Do onchain agents need a wallet?
Yes. An onchain agent owns at least one address — for receiving payments, signing operations, and being identified by other contracts. Some agents use a single externally-owned address; others use a smart-contract wallet that lets the agent rotate keys or enforce policy onchain.
What chains support ERC-8004?
Any EVM-compatible chain can deploy the three ERC-8004 registries. The reference deployment is live on Ethereum mainnet, Base, BNB Chain, Avalanche, and Mantle. The contract addresses are deterministic across chains (CREATE2), so the same agent code works everywhere with no per-chain branching.
How is an onchain agent different from a trading bot?
A trading bot is one specific kind of onchain agent (one whose objective is to trade). The broader category includes service agents (call an API on your behalf), data agents (publish signed onchain data), reputation agents (run validation work), and many others. ERC-8004 doesn’t care what an agent does — it cares that anyone can verify who it is and how it has behaved.

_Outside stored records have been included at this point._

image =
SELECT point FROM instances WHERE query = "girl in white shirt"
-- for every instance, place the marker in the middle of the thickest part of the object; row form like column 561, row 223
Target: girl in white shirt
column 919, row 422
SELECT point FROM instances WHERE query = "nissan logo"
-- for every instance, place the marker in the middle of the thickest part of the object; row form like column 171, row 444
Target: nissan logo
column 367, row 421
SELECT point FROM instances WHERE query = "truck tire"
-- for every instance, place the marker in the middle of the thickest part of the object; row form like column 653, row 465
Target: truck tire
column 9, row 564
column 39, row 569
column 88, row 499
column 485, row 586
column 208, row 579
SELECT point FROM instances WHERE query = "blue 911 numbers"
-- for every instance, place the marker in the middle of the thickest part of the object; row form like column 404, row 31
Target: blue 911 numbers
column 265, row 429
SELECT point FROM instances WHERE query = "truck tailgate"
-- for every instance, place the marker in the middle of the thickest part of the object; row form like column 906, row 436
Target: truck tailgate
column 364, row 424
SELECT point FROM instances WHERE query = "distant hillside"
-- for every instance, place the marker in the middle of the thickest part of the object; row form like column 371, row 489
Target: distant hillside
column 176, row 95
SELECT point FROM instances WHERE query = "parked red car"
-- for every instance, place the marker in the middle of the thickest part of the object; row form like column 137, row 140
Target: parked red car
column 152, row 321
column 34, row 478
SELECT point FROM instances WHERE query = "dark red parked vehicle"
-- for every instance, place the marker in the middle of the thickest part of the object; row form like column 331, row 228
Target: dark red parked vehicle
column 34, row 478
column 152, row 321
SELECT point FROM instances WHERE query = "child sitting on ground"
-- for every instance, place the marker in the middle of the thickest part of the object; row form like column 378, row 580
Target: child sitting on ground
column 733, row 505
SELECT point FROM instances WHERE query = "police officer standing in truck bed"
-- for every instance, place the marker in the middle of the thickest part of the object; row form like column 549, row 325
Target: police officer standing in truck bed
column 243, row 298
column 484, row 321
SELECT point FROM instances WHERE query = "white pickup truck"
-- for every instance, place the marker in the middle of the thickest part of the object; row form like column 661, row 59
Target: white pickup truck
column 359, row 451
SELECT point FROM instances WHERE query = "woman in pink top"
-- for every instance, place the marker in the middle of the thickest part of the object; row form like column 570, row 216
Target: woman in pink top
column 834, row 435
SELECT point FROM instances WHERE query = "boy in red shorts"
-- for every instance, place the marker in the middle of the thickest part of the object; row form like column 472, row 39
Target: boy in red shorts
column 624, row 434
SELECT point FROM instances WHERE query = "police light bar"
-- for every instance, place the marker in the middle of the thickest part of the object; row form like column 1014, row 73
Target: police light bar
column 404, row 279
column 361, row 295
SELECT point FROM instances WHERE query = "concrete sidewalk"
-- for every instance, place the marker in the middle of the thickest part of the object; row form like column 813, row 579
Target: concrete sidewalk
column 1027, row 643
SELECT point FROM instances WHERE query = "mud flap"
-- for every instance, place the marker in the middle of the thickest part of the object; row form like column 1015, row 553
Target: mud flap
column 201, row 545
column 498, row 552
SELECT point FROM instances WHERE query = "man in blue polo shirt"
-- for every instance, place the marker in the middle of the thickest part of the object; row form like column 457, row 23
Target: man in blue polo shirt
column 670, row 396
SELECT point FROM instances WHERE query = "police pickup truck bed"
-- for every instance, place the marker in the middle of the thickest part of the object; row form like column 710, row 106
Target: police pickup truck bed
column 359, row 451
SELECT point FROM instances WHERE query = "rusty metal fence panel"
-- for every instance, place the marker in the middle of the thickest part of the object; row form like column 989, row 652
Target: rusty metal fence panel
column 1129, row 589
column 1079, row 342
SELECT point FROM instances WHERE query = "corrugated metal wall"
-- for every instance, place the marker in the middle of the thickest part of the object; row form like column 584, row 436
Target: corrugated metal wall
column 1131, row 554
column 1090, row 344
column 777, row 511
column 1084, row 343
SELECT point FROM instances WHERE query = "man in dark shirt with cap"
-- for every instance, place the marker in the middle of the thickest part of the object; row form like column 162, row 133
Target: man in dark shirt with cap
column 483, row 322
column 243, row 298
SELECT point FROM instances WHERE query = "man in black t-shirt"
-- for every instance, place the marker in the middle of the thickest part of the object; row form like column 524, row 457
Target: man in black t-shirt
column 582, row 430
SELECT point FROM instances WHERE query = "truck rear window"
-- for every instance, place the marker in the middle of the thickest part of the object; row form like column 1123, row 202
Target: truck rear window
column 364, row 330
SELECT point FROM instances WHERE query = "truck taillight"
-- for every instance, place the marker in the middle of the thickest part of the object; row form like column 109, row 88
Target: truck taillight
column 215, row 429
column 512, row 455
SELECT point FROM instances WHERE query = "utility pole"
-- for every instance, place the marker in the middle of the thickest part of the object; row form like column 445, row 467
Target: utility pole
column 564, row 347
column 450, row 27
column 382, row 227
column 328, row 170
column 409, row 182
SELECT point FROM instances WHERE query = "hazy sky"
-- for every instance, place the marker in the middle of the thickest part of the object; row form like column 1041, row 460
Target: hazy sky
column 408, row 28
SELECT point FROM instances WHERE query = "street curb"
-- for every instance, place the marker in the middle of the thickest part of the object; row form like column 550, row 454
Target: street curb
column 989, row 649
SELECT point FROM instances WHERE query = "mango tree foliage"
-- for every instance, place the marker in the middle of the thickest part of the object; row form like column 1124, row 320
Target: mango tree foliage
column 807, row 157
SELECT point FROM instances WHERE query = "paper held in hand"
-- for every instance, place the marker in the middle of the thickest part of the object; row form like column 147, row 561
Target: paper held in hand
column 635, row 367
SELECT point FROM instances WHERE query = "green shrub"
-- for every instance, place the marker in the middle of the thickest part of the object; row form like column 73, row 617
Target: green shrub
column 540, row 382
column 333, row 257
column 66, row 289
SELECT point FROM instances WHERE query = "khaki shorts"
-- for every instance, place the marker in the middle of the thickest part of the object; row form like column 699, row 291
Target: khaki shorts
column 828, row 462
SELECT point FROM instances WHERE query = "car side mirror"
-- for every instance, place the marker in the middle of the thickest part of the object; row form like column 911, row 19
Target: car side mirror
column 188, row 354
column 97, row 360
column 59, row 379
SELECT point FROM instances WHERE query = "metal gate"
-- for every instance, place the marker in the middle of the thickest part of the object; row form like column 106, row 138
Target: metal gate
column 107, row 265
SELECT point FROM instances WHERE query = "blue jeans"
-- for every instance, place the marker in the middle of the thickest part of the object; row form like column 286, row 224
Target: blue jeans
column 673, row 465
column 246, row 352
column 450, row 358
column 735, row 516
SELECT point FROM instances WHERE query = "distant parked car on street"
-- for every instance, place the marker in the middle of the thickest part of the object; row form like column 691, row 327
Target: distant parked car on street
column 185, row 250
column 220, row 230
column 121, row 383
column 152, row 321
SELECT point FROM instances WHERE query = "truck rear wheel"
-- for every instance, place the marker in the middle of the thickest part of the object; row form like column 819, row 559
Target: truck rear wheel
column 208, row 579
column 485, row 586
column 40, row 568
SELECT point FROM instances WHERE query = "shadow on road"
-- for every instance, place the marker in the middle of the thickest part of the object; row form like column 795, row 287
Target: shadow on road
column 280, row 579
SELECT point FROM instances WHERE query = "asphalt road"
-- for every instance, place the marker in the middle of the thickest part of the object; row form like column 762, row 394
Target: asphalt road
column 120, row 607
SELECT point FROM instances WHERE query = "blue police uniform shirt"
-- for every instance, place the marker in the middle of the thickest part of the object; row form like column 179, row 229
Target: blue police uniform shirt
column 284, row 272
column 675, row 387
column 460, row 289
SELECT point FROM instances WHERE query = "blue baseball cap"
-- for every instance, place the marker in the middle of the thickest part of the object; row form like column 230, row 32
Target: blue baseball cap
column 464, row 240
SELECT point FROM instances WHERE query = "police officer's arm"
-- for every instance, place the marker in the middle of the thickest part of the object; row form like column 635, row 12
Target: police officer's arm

Are onchain agents fully autonomous?
They can be, but most are not. Autonomy is a spectrum — some agents act only with explicit per-action user approval, some run on a schedule, and some operate under continuous policy onchain. ERC-8004 treats this as out of scope; it gives you the identity and reputation primitives, and the rest is up to the agent’s design.
Can an onchain agent be banned?
Not centrally. There is no allowlist or removal mechanism in ERC-8004. Clients can stop using an agent or post negative feedback, validators can publish low scores, and aggregators (like this explorer) can choose what to surface. The agent’s identity record itself is permanent and uncensorable.